Anthropic has introduced a new capability for its Mac app that lets Claude continue working on your computer while you step away, operating apps and tools directly on your desktop. Rolling out as a research preview for Claude Pro and Max subscribers, the feature requires no special setup and is designed to ask for permission before accessing a new app.
The goal is straightforward: if Claude needs a specific tool to finish a task, it can point, click, and type on your screen to get it done—opening files, using a browser, and even driving developer utilities—without waiting for you to return.
- What Claude Can Do On Your Mac with Desktop Control
- Availability and setup for the new Mac-only capability
- Safety boundaries and best practices for desktop use
- Why this matters for everyday work and productivity
- How it compares to other automation and scripting tools
- The road ahead for Claude’s unattended Mac automation
What Claude Can Do On Your Mac with Desktop Control
Claude prioritizes built-in connectors for services like Slack and Google Calendar to accomplish routine work without taking control of your desktop. When connectors aren’t enough—say it needs to run a script, adjust a setting in a native app, or browse a site that lacks an API—it can take the wheel on your Mac to complete the job.
Early demonstrations show the assistant navigating Finder to locate project files, launching a browser to collect references, and running dev tools to execute tests. For knowledge tasks, it can assemble research packets, draft summaries, or update team channels, using your local apps as needed.
Availability and setup for the new Mac-only capability
The capability is Mac-only for now and limited to a research preview available to Claude Pro and Max subscribers. It runs within the Claude desktop app and, notably, does not require complex configuration. You’ll be prompted to approve new app access the first time Claude needs it.
Anthropic notes it pairs well with Dispatch, a companion workflow that lets you assign tasks to Claude from your phone and have them executed on your Mac. In practice, that means you can send instructions while commuting and return to find a draft report compiled, tests executed, or a calendar reshuffled. You’ll still need your Mac awake and connected for tasks to run.

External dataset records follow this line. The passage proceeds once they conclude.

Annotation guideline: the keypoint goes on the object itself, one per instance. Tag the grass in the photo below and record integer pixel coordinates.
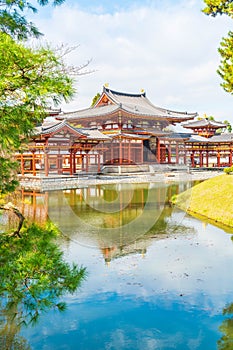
(212, 198)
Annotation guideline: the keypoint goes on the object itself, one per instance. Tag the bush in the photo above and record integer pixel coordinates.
(228, 170)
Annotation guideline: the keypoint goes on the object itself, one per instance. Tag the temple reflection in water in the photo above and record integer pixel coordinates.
(118, 219)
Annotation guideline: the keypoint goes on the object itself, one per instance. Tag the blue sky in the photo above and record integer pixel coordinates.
(168, 48)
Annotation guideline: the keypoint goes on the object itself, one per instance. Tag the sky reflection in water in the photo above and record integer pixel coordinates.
(165, 290)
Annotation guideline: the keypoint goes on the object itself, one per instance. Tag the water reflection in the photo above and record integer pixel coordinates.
(33, 278)
(118, 219)
(164, 287)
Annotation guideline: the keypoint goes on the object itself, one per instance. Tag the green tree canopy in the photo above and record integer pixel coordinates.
(219, 7)
(33, 279)
(95, 99)
(13, 20)
(30, 81)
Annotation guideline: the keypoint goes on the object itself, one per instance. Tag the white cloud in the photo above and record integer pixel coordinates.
(170, 52)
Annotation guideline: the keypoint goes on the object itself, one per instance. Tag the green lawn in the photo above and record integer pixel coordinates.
(212, 198)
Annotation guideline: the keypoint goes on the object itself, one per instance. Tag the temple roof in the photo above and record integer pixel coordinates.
(225, 137)
(54, 127)
(203, 123)
(137, 105)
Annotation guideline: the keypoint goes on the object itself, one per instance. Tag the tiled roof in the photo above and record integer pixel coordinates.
(134, 104)
(95, 134)
(203, 123)
(224, 137)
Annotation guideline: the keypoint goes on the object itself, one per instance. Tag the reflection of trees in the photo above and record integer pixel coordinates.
(33, 276)
(226, 341)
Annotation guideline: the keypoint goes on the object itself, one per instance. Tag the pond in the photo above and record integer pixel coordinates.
(157, 278)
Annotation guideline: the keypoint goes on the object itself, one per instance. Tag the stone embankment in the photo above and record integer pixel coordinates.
(62, 182)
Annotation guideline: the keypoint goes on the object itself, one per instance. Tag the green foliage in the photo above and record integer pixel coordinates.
(214, 8)
(30, 80)
(33, 274)
(226, 67)
(13, 21)
(218, 7)
(228, 124)
(228, 170)
(95, 99)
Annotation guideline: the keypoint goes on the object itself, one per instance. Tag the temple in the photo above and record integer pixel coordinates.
(123, 131)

Safety boundaries and best practices for desktop use
Unlike free-ranging automation tools that take full control of a machine, Claude’s approach is permission-gated. It will ask before accessing a new app and defaults to safer connectors when possible. Anthropic is explicit that Claude can make mistakes and that threats evolve, so users should set clear guardrails.
Practical steps help:
- Work in a standard macOS user account.
- Keep sensitive materials in separate profiles or vaults.
- Test on non-production projects first.
- Use macOS’s privacy controls to review screen recording and accessibility permissions.
- Monitor activity logs so you know what the assistant did while you were away.
Why this matters for everyday work and productivity
Knowledge workers spend a surprising share of time on coordination and repetitive tasks rather than deep work. Analyses from IDC and McKinsey have long found that workers can lose roughly 20–30% of their week searching for information, moving data across tools, and setting up context. A desktop-capable assistant can chip away at that overhead by doing the glue work between apps when you’re not at your desk.
Consider a developer who needs a clean test run, log collation, and a short summary before stand-up; or an analyst who wants a slide template populated with the latest exports; or a PM who needs the afternoon’s meetings re-sequenced with updated briefs in Slack. These are the kinds of tasks that benefit from an assistant that can actually use your machine rather than staying trapped in a chat window.
How it compares to other automation and scripting tools
Anthropic’s design contrasts with more open-ended agents that attempt full autonomy. Research efforts like OpenAI’s computer use tools run models inside controlled environments to operate apps programmatically, while traditional Mac automations (Shortcuts, AppleScript, Keyboard Maestro) rely on prebuilt scripts. Claude’s approach is model-driven interaction on your real desktop, tempered by permission prompts and a bias toward connectors.
That balance may make it more palatable for teams who want real productivity gains without handing the keys to the kingdom. It’s less “let the agent roam forever” and more “let it complete bounded tasks, then check its work.”
The road ahead for Claude’s unattended Mac automation
Key questions remain: when will Windows support arrive, what enterprise controls (audit logs, role-based permissions, MDM policies) will be available, and how reliably will Claude recover from edge cases like modal pop-ups or flaky network prompts? Those details will determine whether this transitions from an impressive demo to a daily driver.
For now, giving Claude the ability to keep working on your Mac while you’re away marks a meaningful step toward practical, desk-level automation—one that blends AI reasoning with the realities of the software we actually use.